Saturday, 6 June 2009
On this date: Carl XIII elected King of Sweden
Today is Sweden’s National Day and 200 years ago today, on 6 June 1809, Prince Carl, Duke of Sudermania was elected King of Sweden by the four estates, assuming the name Carl XIII. The Swedish Constitution which remained in force until 1 January 1975 was dated 6 June 1809 and this, and the fact that Gustaf I was proclaimed King of Sweden on 6 June 1523, was the reason why one in 1916 started to celebrate 6 June as the Day of the Swedish Flag. It became the National Day of Sweden in 1983 and since 2005 it is also a public holiday.

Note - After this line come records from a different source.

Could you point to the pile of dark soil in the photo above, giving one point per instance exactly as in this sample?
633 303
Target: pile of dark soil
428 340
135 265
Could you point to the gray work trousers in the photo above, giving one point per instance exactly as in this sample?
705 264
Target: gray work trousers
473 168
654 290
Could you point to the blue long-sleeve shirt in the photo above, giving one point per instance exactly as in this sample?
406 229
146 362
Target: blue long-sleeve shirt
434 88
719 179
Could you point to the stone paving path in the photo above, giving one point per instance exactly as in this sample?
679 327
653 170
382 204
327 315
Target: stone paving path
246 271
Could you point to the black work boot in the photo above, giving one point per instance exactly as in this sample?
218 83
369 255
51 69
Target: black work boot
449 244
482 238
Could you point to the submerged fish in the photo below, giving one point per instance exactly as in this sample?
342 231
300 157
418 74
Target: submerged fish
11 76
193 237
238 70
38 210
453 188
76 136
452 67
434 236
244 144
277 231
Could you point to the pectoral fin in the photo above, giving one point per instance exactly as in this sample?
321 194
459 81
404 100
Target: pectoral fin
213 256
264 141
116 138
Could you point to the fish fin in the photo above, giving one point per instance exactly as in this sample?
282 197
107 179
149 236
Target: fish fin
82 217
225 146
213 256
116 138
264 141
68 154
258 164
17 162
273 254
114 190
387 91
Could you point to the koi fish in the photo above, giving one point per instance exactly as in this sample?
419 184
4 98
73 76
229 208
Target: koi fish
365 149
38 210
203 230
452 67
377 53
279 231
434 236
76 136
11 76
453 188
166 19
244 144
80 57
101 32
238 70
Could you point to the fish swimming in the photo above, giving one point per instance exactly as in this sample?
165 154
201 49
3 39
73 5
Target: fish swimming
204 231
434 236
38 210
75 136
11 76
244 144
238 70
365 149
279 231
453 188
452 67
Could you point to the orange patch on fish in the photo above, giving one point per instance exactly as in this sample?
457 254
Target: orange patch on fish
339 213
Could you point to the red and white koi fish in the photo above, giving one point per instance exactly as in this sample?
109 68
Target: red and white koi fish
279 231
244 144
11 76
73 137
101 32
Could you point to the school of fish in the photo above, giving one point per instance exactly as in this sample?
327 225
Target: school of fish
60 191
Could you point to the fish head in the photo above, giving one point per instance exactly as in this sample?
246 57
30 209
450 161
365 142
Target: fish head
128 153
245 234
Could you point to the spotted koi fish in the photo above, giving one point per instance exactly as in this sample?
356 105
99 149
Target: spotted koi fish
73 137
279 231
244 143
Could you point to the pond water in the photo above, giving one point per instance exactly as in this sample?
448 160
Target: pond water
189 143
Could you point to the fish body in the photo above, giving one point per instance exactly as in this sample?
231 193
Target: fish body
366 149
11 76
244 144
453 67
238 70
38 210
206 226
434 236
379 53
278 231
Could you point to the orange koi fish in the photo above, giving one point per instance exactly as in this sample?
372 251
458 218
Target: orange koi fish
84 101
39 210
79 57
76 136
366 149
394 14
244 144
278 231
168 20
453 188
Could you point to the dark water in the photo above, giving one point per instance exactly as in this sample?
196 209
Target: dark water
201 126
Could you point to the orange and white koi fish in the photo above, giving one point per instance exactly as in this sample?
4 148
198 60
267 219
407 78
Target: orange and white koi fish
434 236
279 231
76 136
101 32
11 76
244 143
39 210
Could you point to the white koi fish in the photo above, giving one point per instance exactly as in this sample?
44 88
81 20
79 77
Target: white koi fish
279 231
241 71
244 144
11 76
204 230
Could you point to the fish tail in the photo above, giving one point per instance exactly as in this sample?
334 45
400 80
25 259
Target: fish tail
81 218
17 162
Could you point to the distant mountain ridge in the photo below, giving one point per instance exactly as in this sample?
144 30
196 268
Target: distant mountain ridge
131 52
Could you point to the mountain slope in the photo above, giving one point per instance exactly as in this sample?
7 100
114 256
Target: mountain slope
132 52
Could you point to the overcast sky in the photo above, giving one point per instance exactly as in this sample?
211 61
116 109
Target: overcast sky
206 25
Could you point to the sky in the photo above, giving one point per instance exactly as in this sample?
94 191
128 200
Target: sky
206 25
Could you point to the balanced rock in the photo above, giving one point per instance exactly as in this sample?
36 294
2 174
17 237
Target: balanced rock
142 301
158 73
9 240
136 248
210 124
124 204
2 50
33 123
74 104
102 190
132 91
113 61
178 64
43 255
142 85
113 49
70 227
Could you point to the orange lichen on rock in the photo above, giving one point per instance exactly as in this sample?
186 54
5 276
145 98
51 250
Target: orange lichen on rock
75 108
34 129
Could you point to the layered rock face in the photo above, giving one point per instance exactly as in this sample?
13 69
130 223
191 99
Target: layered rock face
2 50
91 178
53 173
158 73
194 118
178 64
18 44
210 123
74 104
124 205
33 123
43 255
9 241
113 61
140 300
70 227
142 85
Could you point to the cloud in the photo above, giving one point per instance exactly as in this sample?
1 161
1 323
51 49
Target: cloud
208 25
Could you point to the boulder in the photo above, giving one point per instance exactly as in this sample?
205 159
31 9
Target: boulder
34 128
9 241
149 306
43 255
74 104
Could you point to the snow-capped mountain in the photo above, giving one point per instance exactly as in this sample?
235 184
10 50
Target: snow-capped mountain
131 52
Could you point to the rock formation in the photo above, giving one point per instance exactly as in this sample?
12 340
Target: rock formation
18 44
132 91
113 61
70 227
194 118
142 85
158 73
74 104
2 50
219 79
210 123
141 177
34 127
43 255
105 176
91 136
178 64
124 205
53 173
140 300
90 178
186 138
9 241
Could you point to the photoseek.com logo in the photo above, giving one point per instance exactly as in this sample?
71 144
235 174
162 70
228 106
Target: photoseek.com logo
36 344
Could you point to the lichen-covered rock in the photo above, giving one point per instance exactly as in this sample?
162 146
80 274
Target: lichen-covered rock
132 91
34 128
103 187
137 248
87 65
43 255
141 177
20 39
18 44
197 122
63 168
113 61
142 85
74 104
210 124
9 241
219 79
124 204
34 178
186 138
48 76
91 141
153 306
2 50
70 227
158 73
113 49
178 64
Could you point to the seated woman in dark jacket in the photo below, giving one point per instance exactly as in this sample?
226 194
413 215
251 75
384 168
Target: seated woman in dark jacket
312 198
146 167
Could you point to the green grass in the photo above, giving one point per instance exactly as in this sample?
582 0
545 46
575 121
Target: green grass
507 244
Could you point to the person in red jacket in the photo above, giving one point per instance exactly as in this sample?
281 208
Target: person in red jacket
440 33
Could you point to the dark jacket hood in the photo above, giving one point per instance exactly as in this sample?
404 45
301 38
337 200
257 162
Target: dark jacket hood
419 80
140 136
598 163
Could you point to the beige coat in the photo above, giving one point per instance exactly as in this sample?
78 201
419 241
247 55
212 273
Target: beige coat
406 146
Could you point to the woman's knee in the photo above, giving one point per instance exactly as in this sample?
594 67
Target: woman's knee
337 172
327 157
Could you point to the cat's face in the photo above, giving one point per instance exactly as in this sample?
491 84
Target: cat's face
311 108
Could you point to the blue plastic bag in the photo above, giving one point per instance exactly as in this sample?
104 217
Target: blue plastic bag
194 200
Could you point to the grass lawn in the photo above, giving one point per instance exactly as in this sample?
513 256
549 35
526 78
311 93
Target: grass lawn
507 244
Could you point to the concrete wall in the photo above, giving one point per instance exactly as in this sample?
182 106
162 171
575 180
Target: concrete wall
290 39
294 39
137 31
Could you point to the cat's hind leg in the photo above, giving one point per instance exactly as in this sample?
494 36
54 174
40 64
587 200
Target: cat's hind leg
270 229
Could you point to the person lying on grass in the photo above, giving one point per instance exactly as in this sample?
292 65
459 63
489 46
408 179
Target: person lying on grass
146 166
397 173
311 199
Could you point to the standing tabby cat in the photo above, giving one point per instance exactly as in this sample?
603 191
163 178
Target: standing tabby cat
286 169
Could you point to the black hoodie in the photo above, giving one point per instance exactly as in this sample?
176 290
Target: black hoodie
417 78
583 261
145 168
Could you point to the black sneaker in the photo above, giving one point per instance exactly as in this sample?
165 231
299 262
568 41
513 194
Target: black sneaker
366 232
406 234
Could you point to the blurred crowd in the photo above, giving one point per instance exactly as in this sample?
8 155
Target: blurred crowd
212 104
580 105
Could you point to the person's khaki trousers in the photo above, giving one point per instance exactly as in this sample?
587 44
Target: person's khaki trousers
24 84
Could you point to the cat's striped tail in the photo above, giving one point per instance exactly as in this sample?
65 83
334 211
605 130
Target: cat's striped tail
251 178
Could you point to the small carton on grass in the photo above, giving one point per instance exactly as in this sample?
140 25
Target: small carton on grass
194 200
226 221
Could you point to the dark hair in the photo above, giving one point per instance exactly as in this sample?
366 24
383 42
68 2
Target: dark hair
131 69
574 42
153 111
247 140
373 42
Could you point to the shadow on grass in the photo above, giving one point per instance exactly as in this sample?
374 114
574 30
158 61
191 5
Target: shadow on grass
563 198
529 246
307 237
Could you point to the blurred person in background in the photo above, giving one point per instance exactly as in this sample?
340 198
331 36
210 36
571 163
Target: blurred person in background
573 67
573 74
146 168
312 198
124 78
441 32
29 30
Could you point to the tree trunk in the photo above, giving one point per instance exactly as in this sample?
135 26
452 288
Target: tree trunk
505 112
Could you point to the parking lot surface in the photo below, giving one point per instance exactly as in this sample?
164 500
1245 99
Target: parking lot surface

Carl XIII came to the throne after the coup which toppled his nephew Gustaf IV Adolf in March 1809. The deposed King’s feeble-minded uncle was asked to be Protector of the Realm while a new constitution was being prepared by the four estates. The estates’ Constitutional Committee held its first meeting on 14 May and a week later the final editing began. Getting the estates to accept it was however more difficult. The peasants were understandably not happy about some of the privileges the new Constitution granted to the nobility, which meant that further burdens were shifted to the peasants.
It had been hoped that the Constitution could be passed on 5 June, so that Duke Carl could be proclaimed King on 6 June, the same date as Gustaf I. As 5 June dawned the peasants still refused to agree to the Constitution. The result was that the three other estates one by one went to the Royal Palace and asked the Duke to accept the Crown of Sweden.
Meanwhile the peasants were put under heavy pressure and at 5 p.m. too came to the Palace and offered the Crown to Duke Carl. But the issue of the controversial § 114 was still unresolved and the peasants had therefore not accepted the Constitution.
At a ceremony in the Hall of State at the Royal Palace on Tuesday 6 June 1809 Duke Carl accepted the four estates’ offer of the Crown of Sweden. He also recognised the new Constitution, but unlike the speakers of the other three estates the Speaker of the peasants’ estate had still not signed it. This they would not do until the second estate had agreed to remove § 114 about the noble privileges.
Their refusal meant that peace negotiations with Russia could not yet start, as Russia had demanded a lawful king and a lawful constitution before they would enter into negotiations with Sweden. It also meant that the new King’s coronation had to be postponed from 15 to 29 June.
In the end Georg Adlersparre, one of the leading men of the March revolution, put heavy pressure on the fourth estate and on 27 June they were commanded to come to the King at the Palace. There King Carl made a speech where he personally promised to negotiate in the issue of the noble privileges and guaranteed that those aspects of the question which were not dealt with during the ongoing assembly would be dealt with next time the four estates met. This finally cracked the peasants’ resistance and there and then the Speaker, Lars Olsson, added his signature to the Constitution, three weeks after the speakers of the other estates.
On 4 November 1814 Carl XIII was also elected King of newly independent Norway, but real power lay in the hands of his adopted son and heir, who succeeded him as King Carl XIV Johan when Carl XIII died in February 1818.
The bust by Johan Tobias Sergel shows a younger Carl XIII.